I could list reasons as to why this happened, but for someone who hates to fail at anything, any reason will sound like an excuse. And I don’t like excuses.

The truth of the matter is this: it hurts. It hurts to fail.

Of course, the sharp sear of failure isn’t a new feeling. I wasn’t born yesterday and I haven’t had a privileged or sheltered or easy life. Like my fellow meta-humans – er, humans – I fail all the time, but I usually fail at other stuff. And those day-to-day fuck ups bother me less because they aren’t linked to the glowing talisman that buoys me through my quotidian routines – which is writing.

And failing at a writing challenge feels like I’m failing at the thing I was born to do.

(Incidentally, I’ve used the word failure a lot in this post, but I can’t think of a decent synonym for this context other than échec, which is French and won’t make any sense, and fuck-up, which isn’t quite right. Microsoft Word is suggesting I use catastrophe, fiasco or miscarriage, which seems pretty savage for a piece of software. Shut up, Word. Maybe I need to invent a politically correct neologism for failure to bubble-wrap my feelings. I’m success-challenged. No, better yet, success-diverse.)

It’s been nearly two weeks since NaNoWriMo ended, and I’ve been thinking about what I can take away from my 2016 misfire (there we go). The sting of defeat is only useful if you learn from it, after all.

So, what have I learned? Four things:

1) I need to make more time. My mantra for the past couple of years has been: “You don’t find time to write a novel. You make time.” I firmly believe this, and I’ve made time over the last two years to work on my writing. But I didn’t make time this November. On the contrary, I filled it up with work and other stuff – and I won’t make excuses (insert teeth grinding sound) but some of it wasn’t avoidable.
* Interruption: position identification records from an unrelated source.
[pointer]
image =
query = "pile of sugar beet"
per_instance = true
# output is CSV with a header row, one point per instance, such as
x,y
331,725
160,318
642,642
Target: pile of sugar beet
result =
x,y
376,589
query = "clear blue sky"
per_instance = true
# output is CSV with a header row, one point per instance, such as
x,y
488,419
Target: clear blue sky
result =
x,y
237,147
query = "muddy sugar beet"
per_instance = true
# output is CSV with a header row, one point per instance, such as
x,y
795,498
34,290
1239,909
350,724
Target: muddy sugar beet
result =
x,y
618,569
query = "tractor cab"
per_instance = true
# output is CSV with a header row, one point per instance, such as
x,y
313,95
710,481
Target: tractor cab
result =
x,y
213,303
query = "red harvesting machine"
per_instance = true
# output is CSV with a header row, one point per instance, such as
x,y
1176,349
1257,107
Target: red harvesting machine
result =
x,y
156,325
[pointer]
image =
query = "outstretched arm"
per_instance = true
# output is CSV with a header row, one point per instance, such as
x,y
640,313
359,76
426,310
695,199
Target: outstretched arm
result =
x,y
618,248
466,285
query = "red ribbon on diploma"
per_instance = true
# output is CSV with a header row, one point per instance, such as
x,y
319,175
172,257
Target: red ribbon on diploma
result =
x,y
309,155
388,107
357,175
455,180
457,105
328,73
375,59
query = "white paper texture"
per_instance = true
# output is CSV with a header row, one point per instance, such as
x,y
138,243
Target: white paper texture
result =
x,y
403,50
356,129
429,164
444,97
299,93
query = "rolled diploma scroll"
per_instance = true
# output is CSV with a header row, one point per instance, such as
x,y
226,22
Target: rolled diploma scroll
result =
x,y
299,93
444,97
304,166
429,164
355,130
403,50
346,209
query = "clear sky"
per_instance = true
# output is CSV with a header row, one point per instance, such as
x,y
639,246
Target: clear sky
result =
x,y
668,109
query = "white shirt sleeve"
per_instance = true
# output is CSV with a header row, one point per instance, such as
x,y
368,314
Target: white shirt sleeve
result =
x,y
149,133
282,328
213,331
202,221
I didn’t make enough time, so I didn’t write enough.

2) I need to fuel up. My hectic month didn’t lend itself to input, and output-only mode is not sustainable for a writer. As little time as I had to write, I had even less – none – to top up my tank. Good writing is fuelled by two things: life experience and imagination, which is spurred on by vicarious experience – reading books. I didn’t make time to live or to read. These things are vital to producing work as a writer.

3) I need to acknowledge the successes as well as the failures. Ultimately, writing 18,126 words in a busy month is better than writing zero words because I foresaw a hectic time and didn’t give it a bash at all. And writing at the rate I did, I would finish the first draft of this second novel in five or six months, which is actually not bad at all. I need to stop self-flagellating over my perceived disappointments and realise just how much I’ve achieved.

4) I need to go easy on myself because life can be a bastard. Sometimes life throws you a curve ball. And sometimes it likes to throw a dozen at you, all at the same time, just to fuck up your sense of balance. And it usually does this just around the time when you look around all wide-eyed and go, “Hey, things aren’t going too badly right now.” BAM. Life enters. And that means plans don’t always work out. I just have to adapt and adjust and keep moving towards the real goal – which was never to finish my second novel in a month, really. It was to finish my second novel. As long as I keep doing that, I’m on track.

I’m ultimately proud of my failure this month. Not because it’s fun (yay! I suck!) but because it has galvanised my resolve, made me more determined than ever, and made me keen not to repeat the same mistakes next year – which means I will be making changes in my approach come January.

2017 is going to be an epic year in a lot of ways. I can’t wait to get started.